Should the CFTC fail to act, Harbinson and Pisano called on Congress to get involved, a reference to action Wednesday in the Senate in which an amendment that would stop boxoffice futures trading was added to a major Wall Street reform bill.

Also on Thursday, five Senators, including Barbara Boxer and Dianne Feinstein of California and Al Franken of Minnesota, wrote a letter asking the CFTC to withhold approval of movie futures trading at a time when Congress is considering banning all derivatives.
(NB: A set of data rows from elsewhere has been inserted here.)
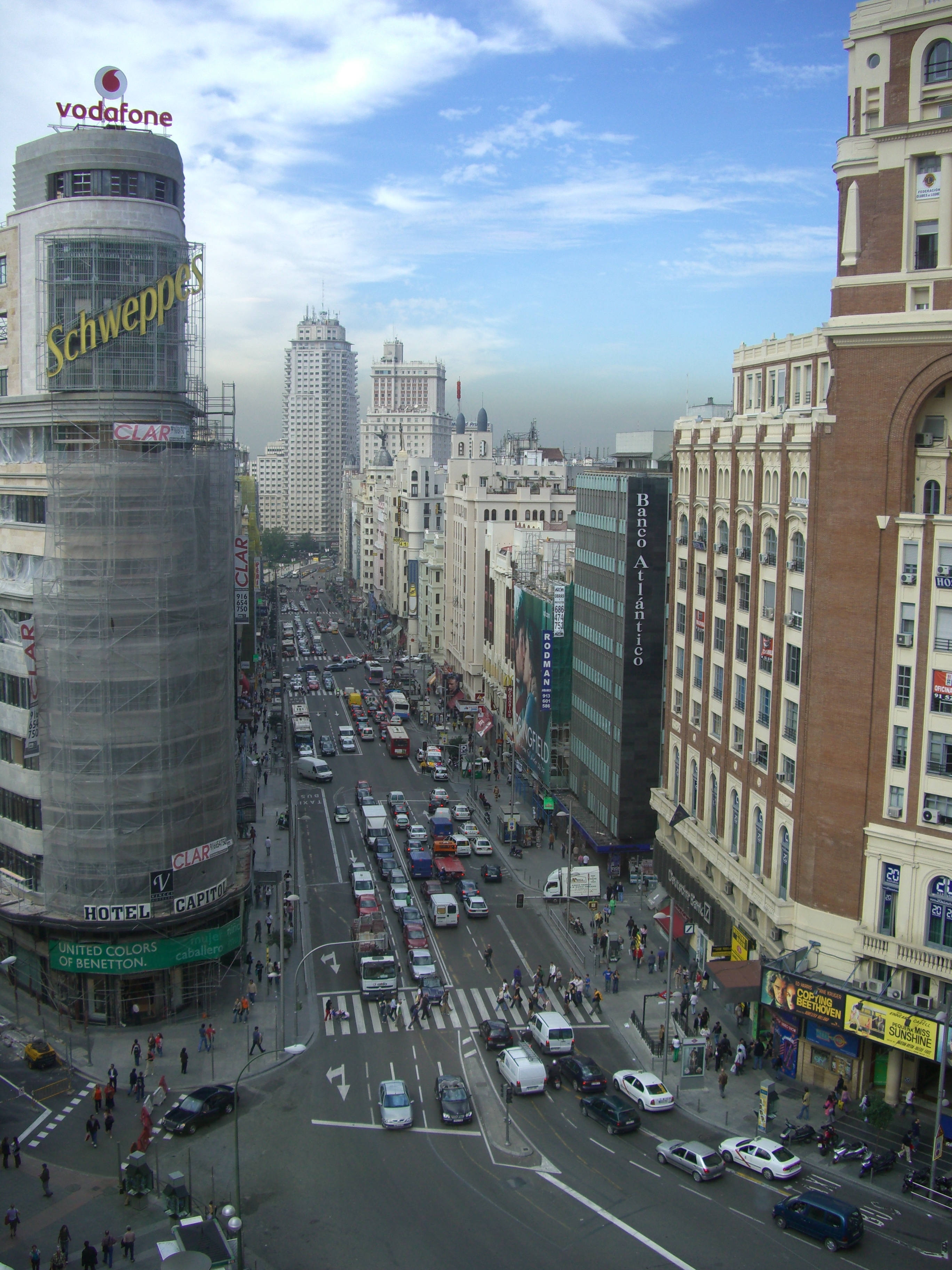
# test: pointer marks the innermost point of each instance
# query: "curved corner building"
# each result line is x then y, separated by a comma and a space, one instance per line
120, 873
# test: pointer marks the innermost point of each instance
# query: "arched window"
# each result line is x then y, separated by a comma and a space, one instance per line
758, 841
785, 862
713, 809
938, 63
940, 931
798, 553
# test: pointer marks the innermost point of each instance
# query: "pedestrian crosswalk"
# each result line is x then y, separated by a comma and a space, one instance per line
466, 1009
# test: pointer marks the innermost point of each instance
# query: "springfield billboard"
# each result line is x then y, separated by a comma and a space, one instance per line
544, 668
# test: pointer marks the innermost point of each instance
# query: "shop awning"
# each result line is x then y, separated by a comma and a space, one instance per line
738, 981
662, 919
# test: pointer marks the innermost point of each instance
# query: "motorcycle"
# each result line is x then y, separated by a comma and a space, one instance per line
827, 1140
798, 1133
878, 1164
850, 1151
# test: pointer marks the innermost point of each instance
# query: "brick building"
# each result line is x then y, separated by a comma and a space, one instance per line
810, 644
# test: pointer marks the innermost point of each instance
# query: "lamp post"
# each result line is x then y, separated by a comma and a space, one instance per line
9, 962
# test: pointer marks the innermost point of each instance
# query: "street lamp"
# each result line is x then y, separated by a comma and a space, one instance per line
11, 962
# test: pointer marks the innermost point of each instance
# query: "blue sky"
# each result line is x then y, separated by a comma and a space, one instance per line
582, 206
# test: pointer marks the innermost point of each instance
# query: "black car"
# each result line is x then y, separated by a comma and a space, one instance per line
200, 1107
615, 1113
495, 1033
454, 1100
583, 1074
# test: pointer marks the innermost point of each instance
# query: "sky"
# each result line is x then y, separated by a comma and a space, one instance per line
580, 206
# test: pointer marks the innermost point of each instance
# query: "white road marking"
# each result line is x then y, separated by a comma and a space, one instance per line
615, 1221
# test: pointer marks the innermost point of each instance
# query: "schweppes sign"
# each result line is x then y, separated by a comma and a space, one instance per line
133, 314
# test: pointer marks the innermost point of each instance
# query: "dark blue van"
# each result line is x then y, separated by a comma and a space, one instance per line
832, 1221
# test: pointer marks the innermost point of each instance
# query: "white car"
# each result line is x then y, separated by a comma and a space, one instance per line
645, 1089
462, 845
764, 1156
422, 963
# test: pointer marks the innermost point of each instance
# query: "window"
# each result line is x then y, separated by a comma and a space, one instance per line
713, 809
927, 244
940, 755
740, 643
763, 708
904, 685
785, 862
938, 63
791, 670
758, 841
740, 692
798, 550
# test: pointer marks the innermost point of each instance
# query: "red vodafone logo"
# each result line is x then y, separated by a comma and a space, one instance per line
111, 82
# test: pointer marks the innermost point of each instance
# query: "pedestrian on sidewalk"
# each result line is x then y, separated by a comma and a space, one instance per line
129, 1244
108, 1245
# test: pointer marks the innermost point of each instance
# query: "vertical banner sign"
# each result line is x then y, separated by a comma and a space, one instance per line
31, 746
546, 688
240, 580
559, 610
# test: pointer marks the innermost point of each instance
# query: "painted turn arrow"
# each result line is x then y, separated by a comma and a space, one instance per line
333, 1074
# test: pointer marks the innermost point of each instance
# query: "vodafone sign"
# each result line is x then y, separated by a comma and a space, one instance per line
111, 86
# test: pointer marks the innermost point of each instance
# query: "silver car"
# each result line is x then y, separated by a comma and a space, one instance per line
397, 1109
703, 1162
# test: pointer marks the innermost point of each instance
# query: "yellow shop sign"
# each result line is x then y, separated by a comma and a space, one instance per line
133, 314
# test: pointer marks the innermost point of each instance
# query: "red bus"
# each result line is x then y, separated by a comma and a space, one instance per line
398, 741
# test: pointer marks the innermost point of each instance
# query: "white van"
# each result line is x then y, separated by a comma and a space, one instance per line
552, 1033
445, 910
314, 770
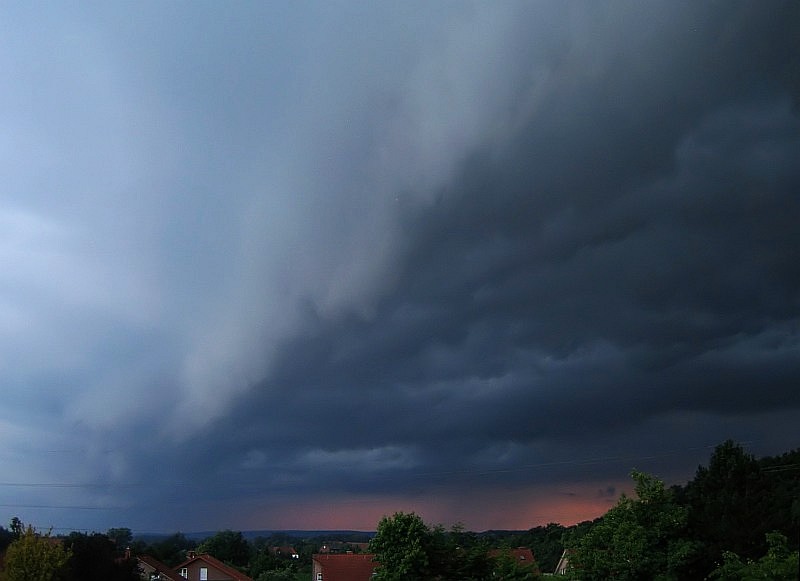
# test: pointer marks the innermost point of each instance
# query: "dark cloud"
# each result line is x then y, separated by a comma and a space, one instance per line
461, 257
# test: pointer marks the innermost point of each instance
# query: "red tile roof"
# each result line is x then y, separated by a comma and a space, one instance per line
346, 567
217, 564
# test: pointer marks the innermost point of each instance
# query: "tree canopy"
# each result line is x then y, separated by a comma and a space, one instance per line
34, 556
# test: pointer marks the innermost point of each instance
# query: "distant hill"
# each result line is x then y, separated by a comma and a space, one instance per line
250, 535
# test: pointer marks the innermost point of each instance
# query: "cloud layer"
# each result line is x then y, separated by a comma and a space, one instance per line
474, 260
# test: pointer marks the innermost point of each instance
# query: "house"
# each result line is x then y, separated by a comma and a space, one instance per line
343, 547
151, 569
342, 567
206, 568
523, 556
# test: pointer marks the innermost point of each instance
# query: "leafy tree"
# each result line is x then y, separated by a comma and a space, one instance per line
641, 538
121, 537
17, 528
778, 564
94, 558
401, 546
228, 546
172, 550
34, 557
728, 506
6, 538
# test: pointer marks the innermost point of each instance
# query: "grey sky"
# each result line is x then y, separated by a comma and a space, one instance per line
471, 259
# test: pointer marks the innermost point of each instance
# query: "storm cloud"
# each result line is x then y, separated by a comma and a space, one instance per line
302, 265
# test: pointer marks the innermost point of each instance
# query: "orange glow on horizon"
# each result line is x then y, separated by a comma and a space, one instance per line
477, 511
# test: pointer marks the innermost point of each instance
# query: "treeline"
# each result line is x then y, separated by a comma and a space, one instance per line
738, 518
110, 556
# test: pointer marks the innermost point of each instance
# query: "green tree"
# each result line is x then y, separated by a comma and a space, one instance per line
121, 537
642, 538
94, 558
779, 564
34, 557
171, 550
401, 546
228, 546
729, 506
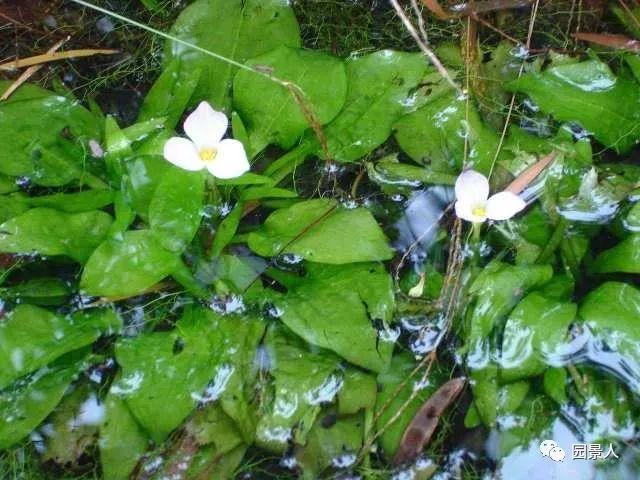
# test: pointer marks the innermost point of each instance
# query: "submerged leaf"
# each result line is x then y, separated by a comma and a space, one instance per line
334, 308
50, 232
303, 381
33, 143
322, 231
532, 334
27, 402
590, 94
127, 267
236, 29
122, 440
270, 111
31, 337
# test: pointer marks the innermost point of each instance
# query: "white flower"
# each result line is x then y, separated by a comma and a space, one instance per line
474, 204
205, 148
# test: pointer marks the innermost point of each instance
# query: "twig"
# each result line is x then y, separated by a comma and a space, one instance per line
421, 24
29, 72
534, 13
52, 56
435, 61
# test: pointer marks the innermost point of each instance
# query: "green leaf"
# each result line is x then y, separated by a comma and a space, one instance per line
334, 308
143, 175
381, 90
388, 172
38, 291
35, 126
12, 206
270, 111
624, 257
535, 329
226, 230
206, 358
164, 367
26, 403
497, 289
74, 202
128, 266
210, 425
389, 381
122, 441
441, 132
236, 29
322, 231
611, 312
170, 94
31, 337
326, 446
358, 392
590, 94
74, 437
176, 208
50, 232
303, 380
240, 341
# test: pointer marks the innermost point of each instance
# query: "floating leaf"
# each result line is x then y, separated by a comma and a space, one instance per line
122, 441
236, 29
611, 312
31, 337
333, 445
590, 94
303, 381
435, 135
34, 129
38, 291
127, 267
270, 111
143, 175
161, 367
321, 231
382, 88
532, 334
170, 94
50, 232
27, 402
401, 366
176, 208
334, 307
624, 257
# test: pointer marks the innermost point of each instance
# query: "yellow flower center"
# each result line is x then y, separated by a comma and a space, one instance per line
208, 155
479, 211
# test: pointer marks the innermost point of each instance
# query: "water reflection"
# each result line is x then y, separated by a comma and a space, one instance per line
418, 226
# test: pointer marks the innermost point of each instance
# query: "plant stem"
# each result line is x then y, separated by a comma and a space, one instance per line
554, 241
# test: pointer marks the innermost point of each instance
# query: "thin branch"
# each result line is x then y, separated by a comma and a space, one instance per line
53, 56
26, 75
435, 61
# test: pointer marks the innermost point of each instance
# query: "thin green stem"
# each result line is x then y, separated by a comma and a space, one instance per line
554, 241
162, 34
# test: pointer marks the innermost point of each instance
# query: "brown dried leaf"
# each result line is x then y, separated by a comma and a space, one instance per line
529, 175
424, 423
610, 40
478, 8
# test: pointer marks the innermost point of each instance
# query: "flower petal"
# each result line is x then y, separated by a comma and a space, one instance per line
205, 126
472, 187
504, 205
183, 153
464, 211
231, 160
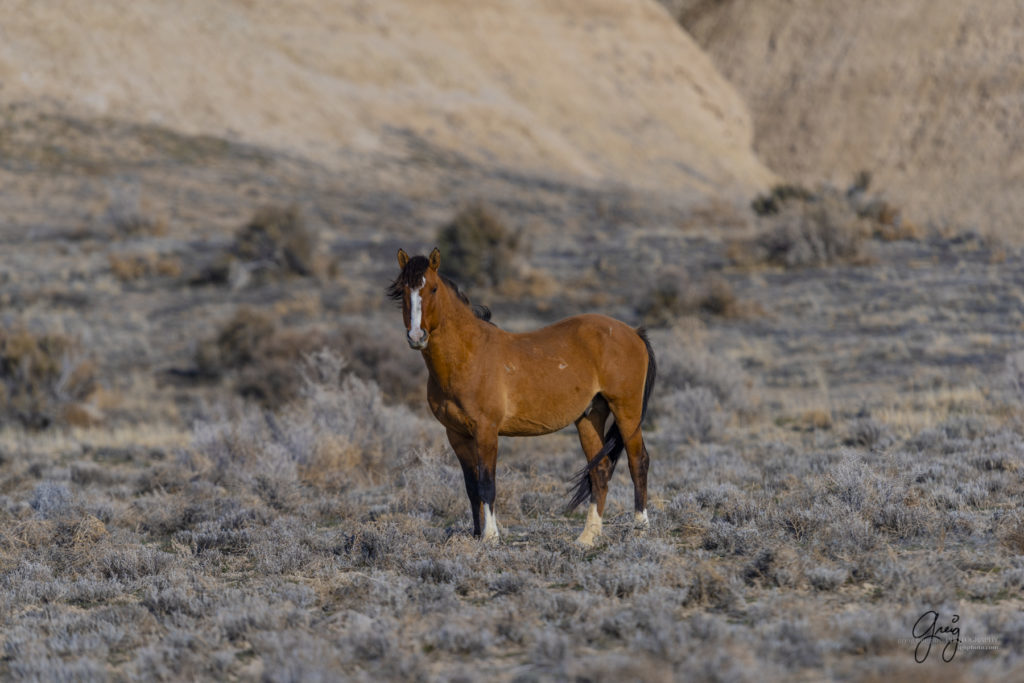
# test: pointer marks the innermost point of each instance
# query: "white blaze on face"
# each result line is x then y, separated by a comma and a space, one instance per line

The letter said Hollywood reps claim "these contracts would increase their exposure by imposing new legal liability" and not be a hedge that would "allow them to control their risk exposure."

Although the CFTC has approved creation of the two exchanges, the next battle will be over approval of the products to be sold -- a contract that expires before a movie opens in the case of Media Derivatives and one that runs until a month after release for Cantor.

Congressional concern was implied in a comment by Rep. Kurt Schrader, D-Ore., a member of the House subcommittee, who called movie futures "sheer folly" in the aftermath of the derivatives crisis.

The CFTC now has until June 7 to decide on whether to approve the first product from Media Derivatives. In the meantime, the Senate bill prohibiting movie futures trading still faces a full Senate vote and then must pass the House, and both must be reconciled, a process that could take weeks or months to play out.